Pakistan: breaking the glass ceiling

Jun 30, 2010

By Mehreen Saeed, UNDP Pakistan

Members of the Women Parliamentary Caucus in Pakistan.
Pakistan has a high rate of women in Parliament compared to other countries in South Asia, with women accounting for 19 percent of representatives in the upper and lower houses. However, women in Pakistan still face many difficulties in accessing decision-making positions at the local, provincial and national levels, and are excluded from crucial political, social and economic processes in their country. Such under-representation has a direct – and negative – impact on the health and education of women across the board. In order to address this challenge, in 2006 UNDP supported the creation of a Women Parliamentary Caucus.

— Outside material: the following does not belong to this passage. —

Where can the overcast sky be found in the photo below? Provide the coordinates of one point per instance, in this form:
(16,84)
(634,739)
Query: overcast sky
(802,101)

Today, 93 women parliamentarian members from five mainstream political parties in Pakistan are working together to advocate for gender-sensitive legislation and amend discriminatory laws and practices. The results have been impressive.

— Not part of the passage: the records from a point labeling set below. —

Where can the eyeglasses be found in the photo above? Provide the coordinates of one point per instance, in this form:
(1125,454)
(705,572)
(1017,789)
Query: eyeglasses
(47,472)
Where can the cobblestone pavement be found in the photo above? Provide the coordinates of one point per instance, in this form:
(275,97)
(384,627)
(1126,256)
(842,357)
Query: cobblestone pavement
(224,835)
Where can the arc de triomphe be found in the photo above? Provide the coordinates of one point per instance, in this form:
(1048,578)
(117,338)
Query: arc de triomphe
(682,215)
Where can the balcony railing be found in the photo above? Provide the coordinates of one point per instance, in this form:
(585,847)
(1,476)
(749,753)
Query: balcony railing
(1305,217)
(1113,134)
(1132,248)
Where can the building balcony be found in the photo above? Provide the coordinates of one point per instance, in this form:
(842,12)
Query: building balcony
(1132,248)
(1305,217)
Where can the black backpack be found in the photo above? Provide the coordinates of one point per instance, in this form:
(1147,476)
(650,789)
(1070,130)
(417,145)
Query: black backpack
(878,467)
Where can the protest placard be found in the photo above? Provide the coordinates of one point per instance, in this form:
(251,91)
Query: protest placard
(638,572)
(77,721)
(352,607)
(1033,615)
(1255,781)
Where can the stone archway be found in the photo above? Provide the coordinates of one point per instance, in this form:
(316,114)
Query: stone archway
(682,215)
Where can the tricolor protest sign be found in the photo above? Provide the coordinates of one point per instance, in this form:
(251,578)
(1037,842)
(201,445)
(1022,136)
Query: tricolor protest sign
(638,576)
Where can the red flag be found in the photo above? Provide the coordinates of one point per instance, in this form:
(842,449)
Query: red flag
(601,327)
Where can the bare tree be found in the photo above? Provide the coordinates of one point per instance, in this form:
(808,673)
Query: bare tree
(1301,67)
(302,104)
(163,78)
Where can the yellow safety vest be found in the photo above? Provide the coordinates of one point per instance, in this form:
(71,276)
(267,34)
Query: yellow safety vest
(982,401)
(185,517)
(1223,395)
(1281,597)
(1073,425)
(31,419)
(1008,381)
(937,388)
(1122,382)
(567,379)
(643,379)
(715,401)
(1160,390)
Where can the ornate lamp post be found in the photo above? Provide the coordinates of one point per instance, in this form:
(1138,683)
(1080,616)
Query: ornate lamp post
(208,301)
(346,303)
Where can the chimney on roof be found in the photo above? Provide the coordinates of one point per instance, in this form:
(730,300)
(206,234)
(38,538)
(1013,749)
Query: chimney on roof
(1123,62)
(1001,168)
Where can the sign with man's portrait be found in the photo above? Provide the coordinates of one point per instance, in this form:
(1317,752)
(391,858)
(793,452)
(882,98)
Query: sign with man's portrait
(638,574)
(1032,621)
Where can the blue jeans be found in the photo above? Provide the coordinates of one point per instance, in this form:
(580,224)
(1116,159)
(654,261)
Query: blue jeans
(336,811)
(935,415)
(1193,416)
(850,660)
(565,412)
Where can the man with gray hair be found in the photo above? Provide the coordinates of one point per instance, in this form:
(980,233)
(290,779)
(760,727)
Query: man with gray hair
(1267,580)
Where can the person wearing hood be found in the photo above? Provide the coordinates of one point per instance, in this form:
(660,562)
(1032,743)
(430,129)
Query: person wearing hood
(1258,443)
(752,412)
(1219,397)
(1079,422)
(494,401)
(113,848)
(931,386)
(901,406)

“Whenever women wanted to raise issues of mutual concern, parties or party leaders were always there to impose their own political priorities which usually conflicted with the larger agenda of gender equality,” explained Nafisa Shah, Secretary-General of the women’s Caucus. Most notably, the Caucus floated two important bills on the floor of the Houses that eventually became Acts of Parliament: the Bill on Domestic Violence and the Bill on Sexual Harassment. The Caucus is now deliberating upon the implementation of these laws and devising the mechanisms for their effective implementation, advice that will then be passed on to the Advisor to the Prime Minister on Women Development, a member of the Caucus herself.

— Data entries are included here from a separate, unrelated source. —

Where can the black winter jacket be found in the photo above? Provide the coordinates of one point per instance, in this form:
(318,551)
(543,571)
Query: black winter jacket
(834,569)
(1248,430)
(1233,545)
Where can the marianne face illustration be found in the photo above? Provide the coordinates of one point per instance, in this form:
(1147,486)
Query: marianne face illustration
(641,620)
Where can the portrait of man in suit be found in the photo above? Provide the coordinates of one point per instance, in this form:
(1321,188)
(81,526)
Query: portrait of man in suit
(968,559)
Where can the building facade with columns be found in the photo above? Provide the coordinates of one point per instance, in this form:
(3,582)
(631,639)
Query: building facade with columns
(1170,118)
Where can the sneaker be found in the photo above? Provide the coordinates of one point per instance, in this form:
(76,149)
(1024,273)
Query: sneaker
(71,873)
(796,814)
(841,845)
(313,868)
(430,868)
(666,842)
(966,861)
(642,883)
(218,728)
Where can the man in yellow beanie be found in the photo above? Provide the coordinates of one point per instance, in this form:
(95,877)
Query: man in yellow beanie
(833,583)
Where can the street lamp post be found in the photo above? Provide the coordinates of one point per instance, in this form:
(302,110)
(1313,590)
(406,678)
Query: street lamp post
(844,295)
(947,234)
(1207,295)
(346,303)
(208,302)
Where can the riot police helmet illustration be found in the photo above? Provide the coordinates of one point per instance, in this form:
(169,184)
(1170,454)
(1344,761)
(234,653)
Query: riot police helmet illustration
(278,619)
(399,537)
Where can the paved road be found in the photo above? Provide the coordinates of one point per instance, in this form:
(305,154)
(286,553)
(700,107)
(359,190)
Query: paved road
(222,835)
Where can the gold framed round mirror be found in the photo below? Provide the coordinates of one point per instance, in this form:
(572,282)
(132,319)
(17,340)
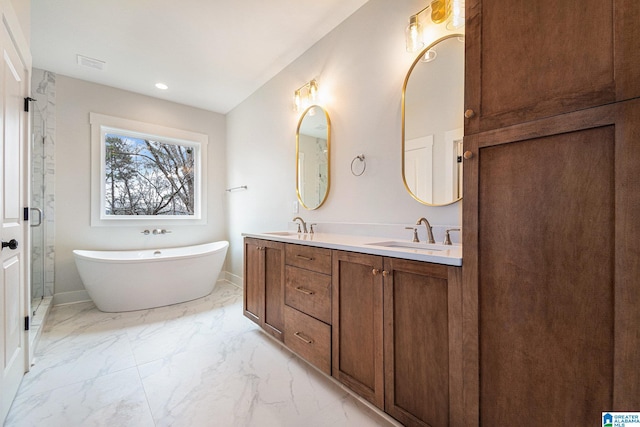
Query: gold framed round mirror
(433,123)
(313,144)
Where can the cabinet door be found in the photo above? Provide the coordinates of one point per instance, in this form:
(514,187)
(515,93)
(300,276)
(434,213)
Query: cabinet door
(274,288)
(551,245)
(423,343)
(357,324)
(253,280)
(529,60)
(264,284)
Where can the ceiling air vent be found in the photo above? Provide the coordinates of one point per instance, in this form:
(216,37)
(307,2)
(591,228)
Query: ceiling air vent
(96,64)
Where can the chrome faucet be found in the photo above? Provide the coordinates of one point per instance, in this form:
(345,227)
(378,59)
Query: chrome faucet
(430,238)
(304,224)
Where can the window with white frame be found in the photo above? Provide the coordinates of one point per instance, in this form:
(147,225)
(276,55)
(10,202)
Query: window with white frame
(145,172)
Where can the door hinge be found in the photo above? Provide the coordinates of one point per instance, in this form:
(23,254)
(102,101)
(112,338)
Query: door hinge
(26,103)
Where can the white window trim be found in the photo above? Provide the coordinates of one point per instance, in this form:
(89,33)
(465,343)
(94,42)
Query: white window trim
(102,124)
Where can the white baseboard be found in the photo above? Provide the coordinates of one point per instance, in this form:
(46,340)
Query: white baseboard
(71,297)
(235,280)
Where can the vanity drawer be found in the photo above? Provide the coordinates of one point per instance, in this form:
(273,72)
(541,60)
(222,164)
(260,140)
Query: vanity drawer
(308,257)
(309,292)
(309,338)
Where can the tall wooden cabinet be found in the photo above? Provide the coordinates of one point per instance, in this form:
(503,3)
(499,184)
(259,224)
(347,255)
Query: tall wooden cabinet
(551,214)
(530,60)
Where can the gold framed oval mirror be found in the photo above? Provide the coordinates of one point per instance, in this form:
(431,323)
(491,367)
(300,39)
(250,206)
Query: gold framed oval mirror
(313,144)
(433,123)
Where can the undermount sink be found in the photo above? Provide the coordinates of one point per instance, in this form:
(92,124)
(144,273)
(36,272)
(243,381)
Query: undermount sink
(412,245)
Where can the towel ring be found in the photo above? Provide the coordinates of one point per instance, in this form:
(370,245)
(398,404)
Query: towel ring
(364,165)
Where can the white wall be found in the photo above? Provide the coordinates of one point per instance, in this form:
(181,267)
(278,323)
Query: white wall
(361,67)
(75,100)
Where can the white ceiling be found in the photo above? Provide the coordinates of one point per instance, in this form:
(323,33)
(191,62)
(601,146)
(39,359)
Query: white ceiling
(212,54)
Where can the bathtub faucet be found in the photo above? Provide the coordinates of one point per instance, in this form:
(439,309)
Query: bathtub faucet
(161,231)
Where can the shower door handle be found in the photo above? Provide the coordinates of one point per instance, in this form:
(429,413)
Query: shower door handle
(40,215)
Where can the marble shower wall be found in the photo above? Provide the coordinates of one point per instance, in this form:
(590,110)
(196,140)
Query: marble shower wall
(43,127)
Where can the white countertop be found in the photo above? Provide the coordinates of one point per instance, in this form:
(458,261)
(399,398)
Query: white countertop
(439,254)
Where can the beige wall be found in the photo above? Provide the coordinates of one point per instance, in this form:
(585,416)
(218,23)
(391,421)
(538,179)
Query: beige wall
(75,99)
(361,67)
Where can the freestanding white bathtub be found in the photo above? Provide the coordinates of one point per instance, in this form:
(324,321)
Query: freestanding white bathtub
(136,280)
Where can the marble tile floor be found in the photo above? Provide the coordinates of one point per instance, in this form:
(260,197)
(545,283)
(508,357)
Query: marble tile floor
(200,363)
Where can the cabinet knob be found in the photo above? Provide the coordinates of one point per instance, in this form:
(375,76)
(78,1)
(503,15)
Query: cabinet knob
(11,244)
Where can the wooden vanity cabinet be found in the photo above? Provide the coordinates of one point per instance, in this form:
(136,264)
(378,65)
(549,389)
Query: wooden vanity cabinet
(308,304)
(264,284)
(389,329)
(358,324)
(526,61)
(423,343)
(397,336)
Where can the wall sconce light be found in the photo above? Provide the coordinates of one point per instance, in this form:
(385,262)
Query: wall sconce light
(441,11)
(305,95)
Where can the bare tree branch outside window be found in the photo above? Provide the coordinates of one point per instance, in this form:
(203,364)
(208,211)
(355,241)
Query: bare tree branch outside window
(146,177)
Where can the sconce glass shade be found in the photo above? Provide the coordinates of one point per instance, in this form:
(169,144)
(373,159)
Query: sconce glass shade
(413,35)
(305,95)
(456,19)
(297,100)
(440,11)
(313,90)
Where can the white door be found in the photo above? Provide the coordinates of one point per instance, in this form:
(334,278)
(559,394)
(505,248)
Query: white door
(418,167)
(12,274)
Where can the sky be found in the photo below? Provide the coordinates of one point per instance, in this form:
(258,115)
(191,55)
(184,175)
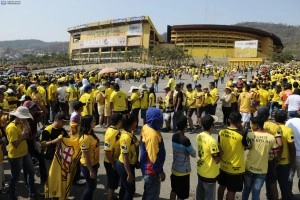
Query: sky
(48,20)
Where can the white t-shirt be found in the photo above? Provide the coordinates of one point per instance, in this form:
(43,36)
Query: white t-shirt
(293,102)
(294,124)
(62,92)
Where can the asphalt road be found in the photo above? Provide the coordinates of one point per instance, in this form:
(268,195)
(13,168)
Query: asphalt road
(165,186)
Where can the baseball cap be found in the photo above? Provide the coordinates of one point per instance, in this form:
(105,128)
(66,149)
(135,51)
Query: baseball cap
(262,111)
(77,105)
(115,118)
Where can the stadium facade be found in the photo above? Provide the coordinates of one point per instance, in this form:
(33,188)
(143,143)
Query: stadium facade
(110,40)
(218,41)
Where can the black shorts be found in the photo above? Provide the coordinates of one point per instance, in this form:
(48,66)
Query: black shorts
(233,182)
(190,112)
(143,113)
(200,110)
(271,176)
(181,186)
(112,177)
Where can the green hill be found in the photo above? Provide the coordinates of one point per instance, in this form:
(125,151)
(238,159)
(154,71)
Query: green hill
(289,35)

“A glass ceiling restricting women’s political rise is starting to break, albeit one crack at a time”, said Toshihiro Tanaka, country director of UNDP in Pakistan. UNDP helped the Caucus to write its own constitution, tapping into its own technical know-how and network of experts in democratic governance. It provided members with comparative studies of similar caucus constitutions from other national Parliaments and facilitated the consultative process within the Caucus. UNDP also established a fully-equipped Secretariat in the Parliament, where the Caucus now meets, works on legislative proposals and designs advocacy and lobbying initiatives for legislation.

UNDP also assisted with the creation of an interactive website where Caucus members can share with their constituents key developments in their programme in addition to the overall gender dimensions that arise in parliamentary business:

Through UNDP support, the Caucus is devising a strategic plan to lay out priorities for the next four years. As part of this strategic plan UNDP will facilitate the Caucus’ expansion into regional governing bodies, with the support of other donors including USAID, UNIFEM and the Asian Development Bank.

In May, the new, multi-donor programme supported the first-ever National Convention of Women Parliamentarians (NCWP), focusing on the role of women in peace, security and conflict resolution. Three hundred women legislators from across the country and from the region including India, Bangladesh, Bhutan, Nepal and Afghanistan convened in Islamabad to discuss the promotion of a gender equality legislation agenda and recommended a concrete action plan to be shared with the regional legislative bodies.

“It is going to be written in history, how this UNDP-led project has facilitated this first ever initiative of a women’s Caucus,” said Speaker of the National Assembly Fahmida Mirza, the first woman to fill that role in Pakistan. “It is going to go a long way.”